Transferability of Learnt Speech Representations for Decoding Non-Human Vocal Communication

2025

Humans and animals both use acoustic signals for vocal communication. The advent of self-supervised learning (SSL) has enabled neural networks to learn robust and general feature representations through the intrinsic acoustic structure of input signals, without prior knowledge or supervision. Given that both human speech and animal vocalizations are inherently structured signals that encode information, this thesis investigates whether representations learnt from human speech are transferable for decoding non-human animal vocalizations.

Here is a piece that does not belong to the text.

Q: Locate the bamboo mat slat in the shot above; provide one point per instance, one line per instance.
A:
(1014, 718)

We first formulate and validate our core hypothesis through a proof-of-concept caller detection study on marmoset vocalizations, where multiple pre-trained SSL models are benchmarked. Building on this, we further evaluate their transferability across multiple marmoset datasets, and demonstrate that early layer representations from SSL models such as WavLM outperform traditional handcrafted features for call-type and caller identity classification.

We then explore how differences in auditory bandwidth between humans and animals influence the transferability of such SSL features. We show that bandwidth mismatches can have an impact on performance, and increasing its size yields a monotonic improvement for call-type and caller classification. We also compare SSL models pre-trained on speech with those pre-trained on general audio or directly on animal vocalizations. Our experiments reveal that general-purpose audio pre-training yields comparable performance to human speech pre-training, and the bioacoustics-trained models marginally improve it on specific datasets.

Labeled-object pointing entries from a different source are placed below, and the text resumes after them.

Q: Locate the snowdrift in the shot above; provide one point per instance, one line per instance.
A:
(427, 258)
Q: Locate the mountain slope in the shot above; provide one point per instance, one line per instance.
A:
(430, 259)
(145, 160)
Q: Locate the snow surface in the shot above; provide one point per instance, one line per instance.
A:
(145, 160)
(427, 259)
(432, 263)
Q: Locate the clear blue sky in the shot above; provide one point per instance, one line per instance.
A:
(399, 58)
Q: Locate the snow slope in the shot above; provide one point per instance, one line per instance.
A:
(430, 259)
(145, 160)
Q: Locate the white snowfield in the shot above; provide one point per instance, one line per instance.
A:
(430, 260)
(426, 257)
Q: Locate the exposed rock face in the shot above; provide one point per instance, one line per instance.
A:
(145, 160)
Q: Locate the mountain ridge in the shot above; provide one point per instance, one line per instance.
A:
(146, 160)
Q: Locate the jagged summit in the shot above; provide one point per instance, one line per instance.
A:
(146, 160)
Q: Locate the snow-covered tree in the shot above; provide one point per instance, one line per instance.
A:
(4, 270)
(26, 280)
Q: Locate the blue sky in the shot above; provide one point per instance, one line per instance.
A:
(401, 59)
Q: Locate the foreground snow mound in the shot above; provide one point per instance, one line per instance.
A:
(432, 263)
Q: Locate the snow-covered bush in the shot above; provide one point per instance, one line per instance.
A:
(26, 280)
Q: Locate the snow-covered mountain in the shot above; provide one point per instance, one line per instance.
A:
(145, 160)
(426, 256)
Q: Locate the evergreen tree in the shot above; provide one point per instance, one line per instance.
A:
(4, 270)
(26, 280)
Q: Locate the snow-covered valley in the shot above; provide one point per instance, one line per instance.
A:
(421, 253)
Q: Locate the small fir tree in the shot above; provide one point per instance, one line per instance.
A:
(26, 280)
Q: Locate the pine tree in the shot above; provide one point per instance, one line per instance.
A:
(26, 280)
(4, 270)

To further improve classification scores, we investigate model adaptation of the pre-trained SSL models. Fine-tuning such speech models on an automatic speech recognition task in a supervised framework does not bring any consistent improvements in performance, and in some cases, actually leads to a performance decline in the later layers. However, parameter-efficient fine-tuning strategies, such as Low-Rank Adaptation (LoRA), combined with selective layer freezing and pruning, achieves significant gains over standard linear probing in specific scenarios, while also reducing training complexity. Our results underscore the importance of LoRA adapter placements, layer selections, and fine-tuning strategies.

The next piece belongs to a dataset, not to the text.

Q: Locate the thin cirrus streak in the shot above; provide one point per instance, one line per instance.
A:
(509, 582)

Finally, we attempt to leverage the sequential nature of animal vocalizations. While previous experiments temporally averaged extracted features into single vector representations, we use vector quantization frameworks to discretize frame-level SSL features into acoustic token sequences. We evaluate these sequences through Levenshtein-distance analysis and sequence classification, and find that while they preserve some degree of acoustic discriminability, their performance remains well below that of a simple linear classifier applied to averaged functional vectors.

On the whole, this thesis demonstrates that SSL representations learnt from human speech can generalize effectively to animal vocalizations. Our work provides a practical and robust groundwork for computational bioacoustics, as well as a foundation for further bridging machine learning with animal communication science.